Workplace AI mandates are about disempowering labor

AI doesn’t take jobs

First off all, let’s put the blame where it belongs. AI doesn’t replace jobs.

Bosses eliminate jobs and tell the remaining staff to use tools like AI to perform the tasks that still need to be done.

The real goal of workplace AI

From an executive’s perspective, AI is about one thing: disempowering labor. That’s it and that’s all.

Your CEO has no respect for your expertise. Because I think some part of them knows how replaceable they are—what is a CEO but a mouthpiece for the day’s conventional wisdom, anyway?—CEOs can’t understand (or tolerate) true subject matter expertise. CEOs love “vibe coding” because their whole job is vibes, already.

To them, everyone below them should be replaceable. And AI has been a godsend: a tool that devalues your expertise and even deskills you! It’s offered bosses every excuse to finally put you in your place, which is why they’re forcing you to use it.

They want us to feel replaceable—by leaning on AI as the new subject matter expert. And then they want to make the case that we actually are replaceable—by maintaining or increasing productivity with fewer employees.

Well, I’m not replaceable. And you aren’t either. So fuck that.

Productivity alone is meaningless

I mentioned productivity. That’s honestly all AI can promise. And productivity is not (despite the interchangeability with which people use the terms) efficiency.

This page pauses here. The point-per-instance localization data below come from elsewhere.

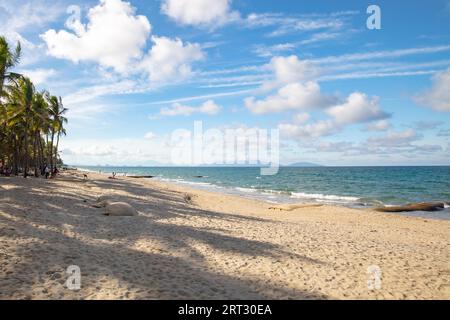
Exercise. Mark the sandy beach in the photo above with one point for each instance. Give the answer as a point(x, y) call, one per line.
point(191, 244)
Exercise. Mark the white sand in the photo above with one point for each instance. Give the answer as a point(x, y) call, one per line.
point(216, 247)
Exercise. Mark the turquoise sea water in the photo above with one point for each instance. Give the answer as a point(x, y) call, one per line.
point(349, 186)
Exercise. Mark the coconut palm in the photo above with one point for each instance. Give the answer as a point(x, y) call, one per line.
point(26, 116)
point(8, 60)
point(57, 112)
point(20, 101)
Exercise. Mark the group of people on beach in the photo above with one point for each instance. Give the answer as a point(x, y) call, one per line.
point(5, 171)
point(46, 171)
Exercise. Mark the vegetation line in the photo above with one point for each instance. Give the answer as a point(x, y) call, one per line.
point(31, 122)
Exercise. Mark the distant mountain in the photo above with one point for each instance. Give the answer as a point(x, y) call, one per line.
point(304, 165)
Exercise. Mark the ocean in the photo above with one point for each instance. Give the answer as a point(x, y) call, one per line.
point(347, 186)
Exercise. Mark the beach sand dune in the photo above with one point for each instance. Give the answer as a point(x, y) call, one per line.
point(213, 246)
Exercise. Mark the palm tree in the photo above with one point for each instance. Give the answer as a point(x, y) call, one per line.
point(26, 116)
point(57, 112)
point(20, 100)
point(40, 123)
point(8, 59)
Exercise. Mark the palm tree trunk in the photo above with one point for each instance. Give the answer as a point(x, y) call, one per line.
point(56, 149)
point(35, 156)
point(26, 155)
point(51, 149)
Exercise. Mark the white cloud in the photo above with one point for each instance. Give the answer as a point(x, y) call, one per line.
point(170, 60)
point(394, 139)
point(203, 13)
point(38, 76)
point(113, 37)
point(285, 24)
point(296, 88)
point(209, 108)
point(438, 97)
point(19, 18)
point(150, 136)
point(381, 125)
point(269, 51)
point(295, 96)
point(311, 130)
point(291, 69)
point(119, 152)
point(357, 109)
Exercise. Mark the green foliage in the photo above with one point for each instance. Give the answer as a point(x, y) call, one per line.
point(30, 121)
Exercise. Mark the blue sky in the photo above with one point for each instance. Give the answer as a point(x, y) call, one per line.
point(133, 72)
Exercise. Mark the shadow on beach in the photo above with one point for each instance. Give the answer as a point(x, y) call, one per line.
point(40, 240)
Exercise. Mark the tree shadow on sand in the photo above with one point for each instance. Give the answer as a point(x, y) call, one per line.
point(107, 250)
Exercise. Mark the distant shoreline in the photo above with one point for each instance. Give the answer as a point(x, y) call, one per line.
point(274, 196)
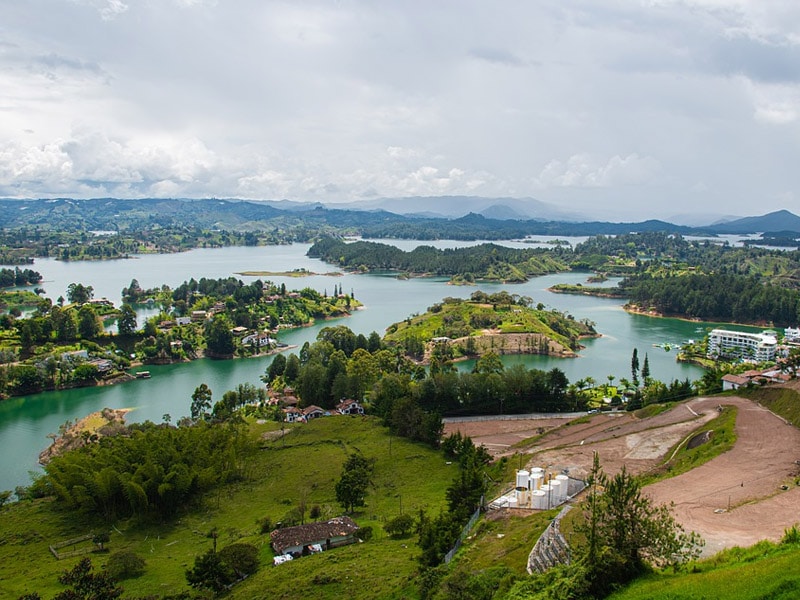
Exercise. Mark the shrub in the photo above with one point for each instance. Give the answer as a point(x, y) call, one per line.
point(124, 565)
point(791, 535)
point(241, 558)
point(399, 526)
point(364, 533)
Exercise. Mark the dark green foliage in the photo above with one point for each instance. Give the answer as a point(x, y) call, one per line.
point(400, 526)
point(151, 470)
point(625, 533)
point(210, 573)
point(125, 565)
point(482, 585)
point(18, 277)
point(436, 537)
point(126, 322)
point(353, 485)
point(717, 297)
point(201, 402)
point(486, 261)
point(219, 339)
point(87, 585)
point(241, 558)
point(85, 372)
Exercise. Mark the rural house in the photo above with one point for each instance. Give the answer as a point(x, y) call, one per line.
point(339, 531)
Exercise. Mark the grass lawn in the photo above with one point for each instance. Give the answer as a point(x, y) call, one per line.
point(303, 466)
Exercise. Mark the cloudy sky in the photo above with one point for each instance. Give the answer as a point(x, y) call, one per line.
point(613, 109)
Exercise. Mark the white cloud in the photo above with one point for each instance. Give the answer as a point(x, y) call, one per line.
point(573, 102)
point(582, 170)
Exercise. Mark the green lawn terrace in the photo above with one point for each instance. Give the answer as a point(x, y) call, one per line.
point(501, 323)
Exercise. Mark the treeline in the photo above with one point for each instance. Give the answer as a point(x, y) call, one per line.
point(486, 261)
point(716, 297)
point(17, 276)
point(343, 365)
point(147, 470)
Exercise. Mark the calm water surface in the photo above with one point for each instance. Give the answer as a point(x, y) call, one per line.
point(25, 422)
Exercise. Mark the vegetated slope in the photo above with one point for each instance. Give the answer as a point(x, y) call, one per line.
point(300, 468)
point(765, 570)
point(488, 262)
point(483, 315)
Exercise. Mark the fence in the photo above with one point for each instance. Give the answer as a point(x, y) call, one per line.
point(464, 533)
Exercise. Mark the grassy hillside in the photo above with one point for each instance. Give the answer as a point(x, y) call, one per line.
point(303, 466)
point(763, 571)
point(456, 318)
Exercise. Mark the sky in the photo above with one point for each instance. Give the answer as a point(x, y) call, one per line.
point(612, 109)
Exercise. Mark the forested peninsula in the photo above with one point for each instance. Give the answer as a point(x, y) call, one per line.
point(499, 323)
point(485, 262)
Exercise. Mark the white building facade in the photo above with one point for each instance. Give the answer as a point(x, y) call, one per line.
point(759, 347)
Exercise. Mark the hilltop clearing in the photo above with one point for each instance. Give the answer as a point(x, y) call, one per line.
point(734, 499)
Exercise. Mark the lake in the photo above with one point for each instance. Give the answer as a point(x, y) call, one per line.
point(25, 422)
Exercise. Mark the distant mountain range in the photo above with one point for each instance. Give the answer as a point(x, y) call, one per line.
point(414, 218)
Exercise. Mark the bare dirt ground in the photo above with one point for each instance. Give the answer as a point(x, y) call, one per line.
point(733, 500)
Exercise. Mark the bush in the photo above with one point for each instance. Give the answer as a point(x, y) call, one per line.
point(791, 535)
point(241, 558)
point(400, 526)
point(124, 565)
point(265, 525)
point(364, 533)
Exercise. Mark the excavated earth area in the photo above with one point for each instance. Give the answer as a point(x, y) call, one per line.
point(736, 499)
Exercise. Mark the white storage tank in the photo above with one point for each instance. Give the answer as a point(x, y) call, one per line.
point(564, 479)
point(547, 492)
point(556, 493)
point(538, 500)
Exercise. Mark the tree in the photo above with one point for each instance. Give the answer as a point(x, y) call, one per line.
point(241, 558)
point(210, 573)
point(201, 402)
point(400, 526)
point(352, 487)
point(89, 325)
point(126, 322)
point(78, 293)
point(86, 585)
point(219, 338)
point(625, 532)
point(646, 370)
point(275, 369)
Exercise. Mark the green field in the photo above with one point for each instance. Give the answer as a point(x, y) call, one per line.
point(303, 466)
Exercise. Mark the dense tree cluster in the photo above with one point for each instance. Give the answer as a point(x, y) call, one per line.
point(18, 277)
point(148, 470)
point(717, 297)
point(485, 261)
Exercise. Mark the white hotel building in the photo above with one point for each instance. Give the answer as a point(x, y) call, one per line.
point(759, 347)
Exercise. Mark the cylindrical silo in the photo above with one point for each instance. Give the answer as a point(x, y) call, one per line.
point(564, 479)
point(548, 495)
point(556, 494)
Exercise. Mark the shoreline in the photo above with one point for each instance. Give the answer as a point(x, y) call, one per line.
point(634, 309)
point(86, 430)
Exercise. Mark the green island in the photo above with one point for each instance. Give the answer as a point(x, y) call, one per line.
point(484, 262)
point(501, 323)
point(64, 344)
point(194, 510)
point(293, 273)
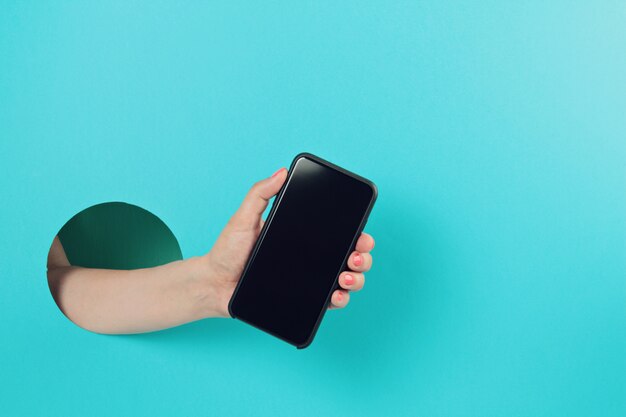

Productivity measures the volume of output. Efficiency measures the speed at which tasks are successfully performed. Productivity doesn’t care about quality, and neither does AI.

My job as an accessibility producer is all about quality. If the AI screws up, I’m still to blame. So why would I let it do my work in the first place?

What can you do?

Build solidarity. Unionize.

And if you’re a good manager, encourage your workers to do so.

I understand if you feel pressure to use (and even promote) LLMs for now. We all have to work to get by, and jobs are scarce enough.

But let’s try to find ways to build the future we want, when we can.